This was just after his 6th bath to try and get the muck out. It took months for his matts to finally fall off! This picture is rubbish but every rib could be seen, and his coat was a mess!

And....
This is him age 3years, after much hard work and care! It really did take this long to get him like this...










And aged 4years










And now rising 5years (on august 26th)




























Jumping well now too....




































He is a stunner now, even if a do say so myself! hehe He is my pride and joy and i love him to bits! Having him from so young means that i can now do anything with him and I trust him completely! 
He was so poor I dont think he will ever make his true height, but he is still growing and maturing. I cant believe that he has turned so grey! Its amazing really!

What do you guys think of him?? Conformation, build etc?


----------



## librahorse94 (May 7, 2008)

hes is so pretty, i want him! how high are you jumping him now?


----------



## ILuv2ride (Apr 29, 2008)

he is so cute. He looks like he is really maturing! Thats great! Is he 5 or is he 5 this aug.?


----------



## amightytarzan5 (Mar 20, 2008)

Wow. He looks amazing! When I saw the transformation, I sucked in my breath! You've done an AMAZING job with him!

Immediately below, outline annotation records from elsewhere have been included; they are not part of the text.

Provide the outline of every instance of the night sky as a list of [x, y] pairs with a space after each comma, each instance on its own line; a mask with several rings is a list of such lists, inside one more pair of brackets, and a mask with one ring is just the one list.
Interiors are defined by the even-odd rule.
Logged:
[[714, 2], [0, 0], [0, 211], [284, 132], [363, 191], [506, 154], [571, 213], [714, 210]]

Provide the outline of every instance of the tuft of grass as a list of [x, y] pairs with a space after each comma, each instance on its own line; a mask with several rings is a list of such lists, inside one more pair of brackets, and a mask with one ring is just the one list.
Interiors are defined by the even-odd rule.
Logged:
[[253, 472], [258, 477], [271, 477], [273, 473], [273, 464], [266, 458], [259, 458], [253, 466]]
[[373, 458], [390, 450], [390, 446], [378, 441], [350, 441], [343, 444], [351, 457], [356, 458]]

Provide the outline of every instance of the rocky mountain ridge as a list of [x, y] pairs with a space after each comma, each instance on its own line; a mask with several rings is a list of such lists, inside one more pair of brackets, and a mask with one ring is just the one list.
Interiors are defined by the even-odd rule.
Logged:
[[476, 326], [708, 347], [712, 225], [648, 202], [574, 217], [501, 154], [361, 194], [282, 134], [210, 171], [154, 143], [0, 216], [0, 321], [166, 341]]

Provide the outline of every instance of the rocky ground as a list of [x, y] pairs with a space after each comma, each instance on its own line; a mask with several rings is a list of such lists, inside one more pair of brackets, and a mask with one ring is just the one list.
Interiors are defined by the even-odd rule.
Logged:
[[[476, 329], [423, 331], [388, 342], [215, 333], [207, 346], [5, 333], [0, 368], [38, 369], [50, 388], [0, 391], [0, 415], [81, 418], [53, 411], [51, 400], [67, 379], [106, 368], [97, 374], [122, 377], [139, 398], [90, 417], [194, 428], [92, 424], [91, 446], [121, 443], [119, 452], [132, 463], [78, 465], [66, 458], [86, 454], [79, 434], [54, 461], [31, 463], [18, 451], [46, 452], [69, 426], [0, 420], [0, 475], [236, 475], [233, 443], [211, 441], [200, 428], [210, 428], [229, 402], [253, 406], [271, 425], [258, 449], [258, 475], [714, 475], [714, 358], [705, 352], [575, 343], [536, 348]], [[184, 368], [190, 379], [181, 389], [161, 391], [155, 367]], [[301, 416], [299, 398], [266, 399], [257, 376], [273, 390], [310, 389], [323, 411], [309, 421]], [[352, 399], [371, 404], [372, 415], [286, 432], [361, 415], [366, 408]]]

He looks like a fine gentleman.


----------



## kitten_Val (Apr 25, 2007)

He's lovely!


----------



## Sara (Jul 6, 2007)

I love transformation stories. What a great change, you have a gorgeous horse there


----------



## ahearn (Jul 10, 2007)

Wow! This story took my breath away! He was so lucky to find you! (And you were to find him!) You look like a great team!


----------



## hsharp123 (Mar 22, 2007)

THANK YOU!!

I found the foal pics today and thought i have to show you guys the huge change!

He is 5yrs this August...sorry for not making that very clear! hehe

He is jumping an average of 2ft6. I dont like to push youngsters, and he is so keen i dont want to overphase him! Although he has popped the white 3ft gate filler and didnt look twice! 

He was backed as a 3yr old to give his brain a job as he got very big for his boots through boredom. He was then turned away for 6months to mature some more. Then he was brought in again and hacked out everywhere, main roads, over railways, on grounds where shoots were held, around air fields, just so he would be sound with any form of traffic. Then he was turned away again as he had another growth spurt, and now i have just started to school him in the menage over the last 6months, and he has only been jumping around 3months. He has the brain to cope with it now as he has grown up sooo much very recently!

Do you think he is well put together? Any critique at all, not the best pics i know! I have always thought he has a big old head, and have hoped he would grow into it but i dont think he has even now! 

He has a very 'butter wouldnt melt' look about him but dont believe it!!!


----------



## Dumas'_Grrrl (Apr 2, 2008)

*applause*  You have done an outstanding job with him! Well done! He is a very handsome fellow and I love the story behind it all! :wink:


----------



## hsharp123 (Mar 22, 2007)

I have just looked back through my emails and found these pics which the lady sent me of tenny and his mom Lady Jane....




























These were all sent when i enquired about tenny and he was obviosly still on his mother. Looking back I can see that they dont look well but I thought nothing bad of these pics at the time.


----------



## PoptartShop (Jul 25, 2010)

Wow lovely transformation!   I also love hearing these stories.


----------



## irisheyes12 (May 19, 2008)

I read the title "Rags to Ritches" and thought it was about the racehorse...lol.


----------



## JustDressageIt (Oct 4, 2007)

Wow, now that's what I call a "Diamond in the Rough"!! Great job!


----------



## Jadieee (May 22, 2008)

he is absolutly beautifull,,...


----------



## Smartie (May 27, 2008)

great job!!! he is absolutly gorge!!!keep up the good work u seem to have a friend for life there!


----------